A-6573-05T3 (N.J. Super. App. Div. 2007) (Unpublished)

CORPORATIONS; SHAREHOLDERS — Where shareholders have agreed not to sue each other for anything that may have taken place prior to their agreement, even seeking an accounting or damages years later may be barred by that agreement to the extent that such action, or any testimony in such action, might be based on alleged misconduct prior to the settlement.

A shareholder sued his brother and sister, alleging corporate misconduct in their family owned business. The three siblings each held a one-third share of the business. The following year, the shareholder’s wife brought a personal injury action against her brother-in-law for an alleged assault.
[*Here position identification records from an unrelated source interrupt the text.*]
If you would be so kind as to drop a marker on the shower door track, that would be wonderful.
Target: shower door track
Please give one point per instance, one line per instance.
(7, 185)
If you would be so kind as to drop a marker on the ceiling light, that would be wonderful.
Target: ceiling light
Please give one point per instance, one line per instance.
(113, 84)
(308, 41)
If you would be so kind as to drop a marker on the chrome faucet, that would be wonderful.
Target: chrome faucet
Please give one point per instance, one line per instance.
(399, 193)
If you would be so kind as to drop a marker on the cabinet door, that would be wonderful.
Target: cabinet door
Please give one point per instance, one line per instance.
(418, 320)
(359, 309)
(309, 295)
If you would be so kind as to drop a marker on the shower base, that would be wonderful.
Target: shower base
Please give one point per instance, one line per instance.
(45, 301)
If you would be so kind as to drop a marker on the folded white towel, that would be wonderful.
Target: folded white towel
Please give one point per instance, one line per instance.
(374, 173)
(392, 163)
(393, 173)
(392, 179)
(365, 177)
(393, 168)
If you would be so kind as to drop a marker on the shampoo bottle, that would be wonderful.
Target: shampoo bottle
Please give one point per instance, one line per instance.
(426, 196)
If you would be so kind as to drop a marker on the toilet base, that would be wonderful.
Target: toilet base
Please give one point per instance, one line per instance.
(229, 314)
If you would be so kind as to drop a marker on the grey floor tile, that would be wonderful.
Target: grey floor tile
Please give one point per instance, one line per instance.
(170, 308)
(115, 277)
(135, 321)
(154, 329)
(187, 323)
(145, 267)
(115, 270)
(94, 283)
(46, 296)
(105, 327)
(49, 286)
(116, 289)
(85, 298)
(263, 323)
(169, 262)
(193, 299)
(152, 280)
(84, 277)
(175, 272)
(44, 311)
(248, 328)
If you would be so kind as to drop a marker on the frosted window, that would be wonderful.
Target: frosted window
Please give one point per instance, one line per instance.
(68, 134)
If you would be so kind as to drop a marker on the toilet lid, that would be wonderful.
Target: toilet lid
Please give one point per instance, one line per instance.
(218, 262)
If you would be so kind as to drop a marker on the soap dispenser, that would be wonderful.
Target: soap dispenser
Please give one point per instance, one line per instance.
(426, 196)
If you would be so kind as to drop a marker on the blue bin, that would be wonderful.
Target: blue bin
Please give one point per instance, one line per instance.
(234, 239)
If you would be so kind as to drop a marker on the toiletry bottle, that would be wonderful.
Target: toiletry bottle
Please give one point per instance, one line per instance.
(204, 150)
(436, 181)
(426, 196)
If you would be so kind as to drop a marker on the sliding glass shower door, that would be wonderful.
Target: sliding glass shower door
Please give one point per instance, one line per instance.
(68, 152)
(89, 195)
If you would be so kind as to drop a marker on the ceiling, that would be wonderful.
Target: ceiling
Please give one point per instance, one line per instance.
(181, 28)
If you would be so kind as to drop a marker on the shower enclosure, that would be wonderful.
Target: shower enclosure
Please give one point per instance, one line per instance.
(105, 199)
The shareholder and his brother subsequently settled the two matters. The shareholder’s brother agreed to pay his brother’s wife forty thousand dollars each year for fourteen years. According to the settlement, the originally suing shareholder, or any beneficial owner of his shares, was to abstain from bringing any actions against the other two shareholders or their company. The settlement contained a discharge notice which released the shareholder’s brother from having to continue the payments to his sister-in-law if such an action were brought. Roughly eight years later, the shareholder again sued his brother, sister, and the corporation, seeking injunctive relief as well as an accounting and damages. In a subsequent action brought by the shareholder’s wife against her brother-in-law, the lower court found that the action commenced by the shareholder, who had since passed away, violated the settlement and that the obligation for the shareholder’s brother to continue making payments to his sister-in-law was no longer in effect. The lower court interpreted the agreement, in part, to preclude any actions or testimony against the shareholder’s brother based on any alleged misconduct that had occurred prior to the execution of the settlement and noted that the shareholder’s suit against his brother included such allegations

On appeal, the Court rejected the shareholder’s wife’s argument that her husband’s most recent dispute with his siblings was not technically an action or a lawsuit. The Court also rejected the shareholder’s wife’s argument that she did not possess the kind of interest in her deceased husband’s shares that was specified by the settlement. In doing so, the Court pointed to the deceased shareholder’s wife’s pre-trial stipulation in which she had acknowledged her interest in her husband’s shareholdings. The Court refused to consider her argument that the discharge clause was flawed because it was never raised at trial. The shareholder’s wife additionally argued that the settlement only applied to claims for damages, but not for injunctive relief. The Court rejected her argument and found that no such differentiation existed in the settlement. As a result, all of the lower court’s findings were affirmed.